The establishment of a system of society based upon the common ownership and democratic control of the means and instruments for producing and distributing wealth by and in the interest of the whole community.

Declaration of Principles

THE SOCIALIST PARTY OF GREAT BRITAIN HOLDS:

1. That society as at present constituted is based upon the ownership of the means of living (ie land, factories, railways, etc.) by the capitalist or master class, and the consequent enslavement of the working class, by whose labour alone wealth is produced.

2. That in society, therefore, there is an antagonism of interests, manifesting itself as a class struggle, between those who possess but do not produce and those who produce but do not possess.

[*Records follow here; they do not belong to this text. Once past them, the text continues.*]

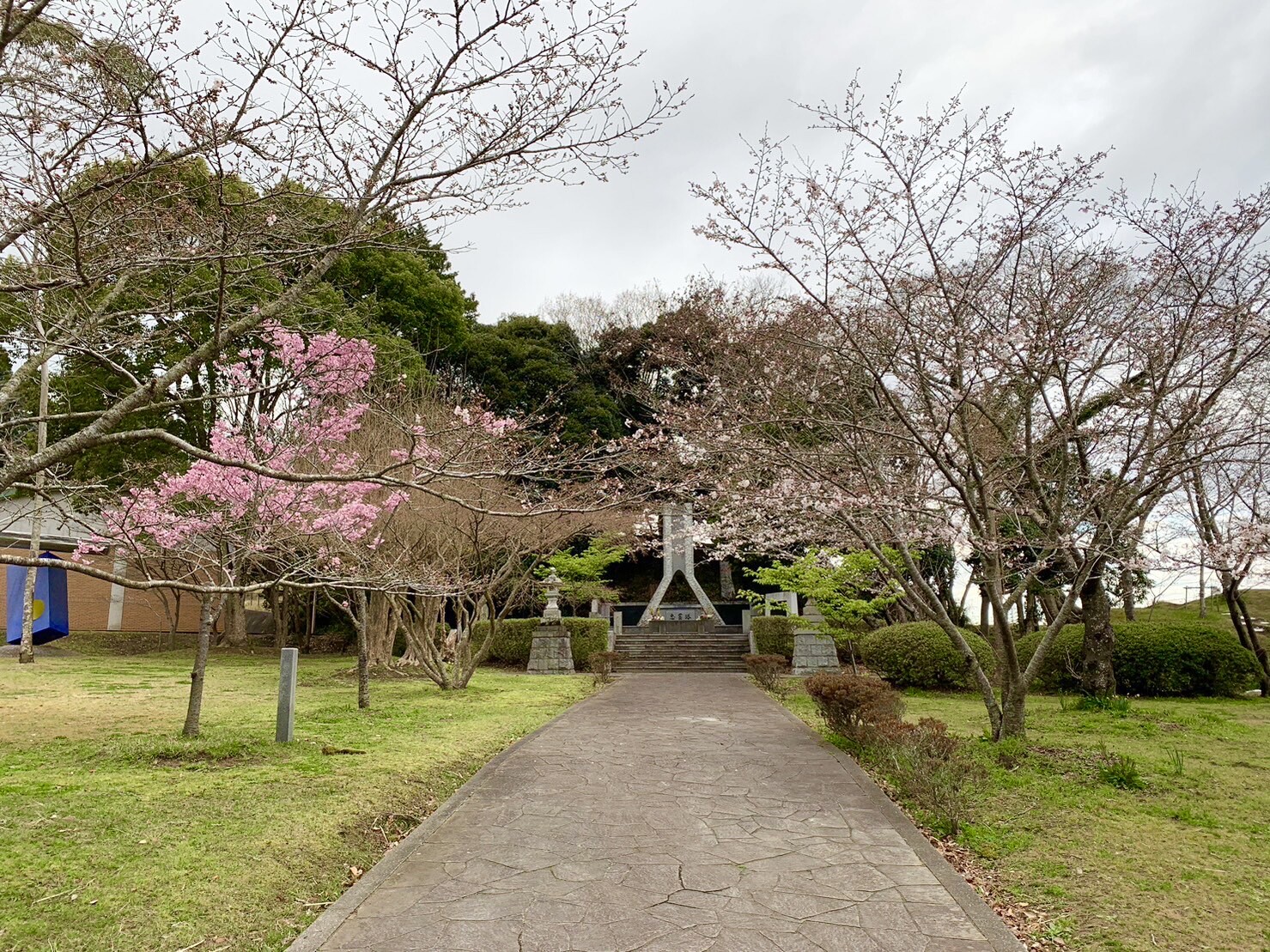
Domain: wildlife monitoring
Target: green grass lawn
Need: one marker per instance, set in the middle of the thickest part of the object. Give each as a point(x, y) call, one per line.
point(1182, 864)
point(117, 834)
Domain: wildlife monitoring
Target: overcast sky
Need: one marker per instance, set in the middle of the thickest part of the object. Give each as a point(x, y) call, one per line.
point(1177, 88)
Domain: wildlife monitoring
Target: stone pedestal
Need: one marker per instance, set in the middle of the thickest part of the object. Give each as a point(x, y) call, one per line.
point(551, 652)
point(813, 652)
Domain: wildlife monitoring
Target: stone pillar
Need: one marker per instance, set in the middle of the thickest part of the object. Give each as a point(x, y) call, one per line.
point(615, 631)
point(813, 652)
point(286, 731)
point(551, 652)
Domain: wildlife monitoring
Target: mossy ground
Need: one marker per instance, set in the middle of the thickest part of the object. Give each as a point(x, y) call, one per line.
point(1182, 864)
point(118, 834)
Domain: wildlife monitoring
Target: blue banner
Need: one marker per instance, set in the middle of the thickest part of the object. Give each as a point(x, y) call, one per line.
point(51, 612)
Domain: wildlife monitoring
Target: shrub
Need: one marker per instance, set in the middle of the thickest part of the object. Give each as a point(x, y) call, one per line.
point(922, 655)
point(774, 635)
point(933, 769)
point(768, 670)
point(513, 638)
point(856, 707)
point(1121, 772)
point(601, 664)
point(1153, 659)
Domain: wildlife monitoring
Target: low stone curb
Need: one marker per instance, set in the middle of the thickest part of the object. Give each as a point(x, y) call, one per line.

3.That this antagonism can be abolished only by the emancipation of the working class from the domination of the master class, by the conversion into common property of society of the means of production and distribution, and their democratic control by the whole people.

4. That as in the order of social evolution the working class is the last class to achieve its freedom, the emancipation of the working class will involve the emancipation of all mankind without distinction of race or sex.

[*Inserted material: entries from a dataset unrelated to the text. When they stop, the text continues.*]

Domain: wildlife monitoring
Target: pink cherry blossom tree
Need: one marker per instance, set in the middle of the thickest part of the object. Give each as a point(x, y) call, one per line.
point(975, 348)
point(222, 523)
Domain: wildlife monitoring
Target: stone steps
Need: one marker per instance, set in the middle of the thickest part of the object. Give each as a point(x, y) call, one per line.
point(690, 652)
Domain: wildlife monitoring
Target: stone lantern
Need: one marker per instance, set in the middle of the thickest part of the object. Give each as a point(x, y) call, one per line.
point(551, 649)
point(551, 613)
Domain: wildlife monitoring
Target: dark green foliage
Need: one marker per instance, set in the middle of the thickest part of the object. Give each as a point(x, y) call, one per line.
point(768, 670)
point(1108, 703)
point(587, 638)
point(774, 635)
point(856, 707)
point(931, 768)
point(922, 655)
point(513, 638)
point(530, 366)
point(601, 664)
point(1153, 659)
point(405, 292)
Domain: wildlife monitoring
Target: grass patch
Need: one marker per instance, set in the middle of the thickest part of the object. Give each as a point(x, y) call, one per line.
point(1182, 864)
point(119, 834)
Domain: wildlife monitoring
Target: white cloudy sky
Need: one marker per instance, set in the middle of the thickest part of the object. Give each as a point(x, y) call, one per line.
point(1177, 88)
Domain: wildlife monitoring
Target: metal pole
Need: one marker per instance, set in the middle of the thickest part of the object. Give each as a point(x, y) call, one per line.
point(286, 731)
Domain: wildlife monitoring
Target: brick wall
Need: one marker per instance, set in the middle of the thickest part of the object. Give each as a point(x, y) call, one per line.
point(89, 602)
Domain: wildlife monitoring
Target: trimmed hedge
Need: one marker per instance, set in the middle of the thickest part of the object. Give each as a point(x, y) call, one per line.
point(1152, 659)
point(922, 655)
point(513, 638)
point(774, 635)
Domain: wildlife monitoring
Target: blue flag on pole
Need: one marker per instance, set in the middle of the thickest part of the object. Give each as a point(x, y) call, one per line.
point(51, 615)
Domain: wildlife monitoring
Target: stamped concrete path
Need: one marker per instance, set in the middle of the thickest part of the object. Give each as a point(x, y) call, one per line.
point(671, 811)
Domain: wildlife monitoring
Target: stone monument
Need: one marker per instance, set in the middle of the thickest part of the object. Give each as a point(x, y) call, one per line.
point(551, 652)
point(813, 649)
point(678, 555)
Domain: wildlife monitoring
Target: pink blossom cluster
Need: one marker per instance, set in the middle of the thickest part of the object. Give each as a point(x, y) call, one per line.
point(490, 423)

5. That this emancipation must be the work of the working class itself.

6. That as the machinery of government, including the armed forces of the nation, exists only to conserve the monopoly by the capitalist class of the wealth taken from the workers, the working class must organise consciously and politically for the conquest of the powers of government, national and local, in order that this machinery, including these forces, may be converted from an instrument of oppression into the agent of emancipation and the overthrow of privilege, aristocratic and plutocratic.

7. That as all political parties are but the expression of class interests, and as the interest of the working class is diametrically opposed to the interests of all sections of the master class, the party seeking working class emancipation must be hostile to every other party.

8. The Socialist Party of Great Britain, therefore, enters the field of political action determined to wage war against all other political parties, whether alleged labour or avowedly capitalist, and calls upon the members of the working class of this country to muster under its banner to the end that a speedy termination may be wrought to the system which deprives them of the fruits of their labour, and that poverty may give place to comfort, privilege to equality, and slavery to freedom.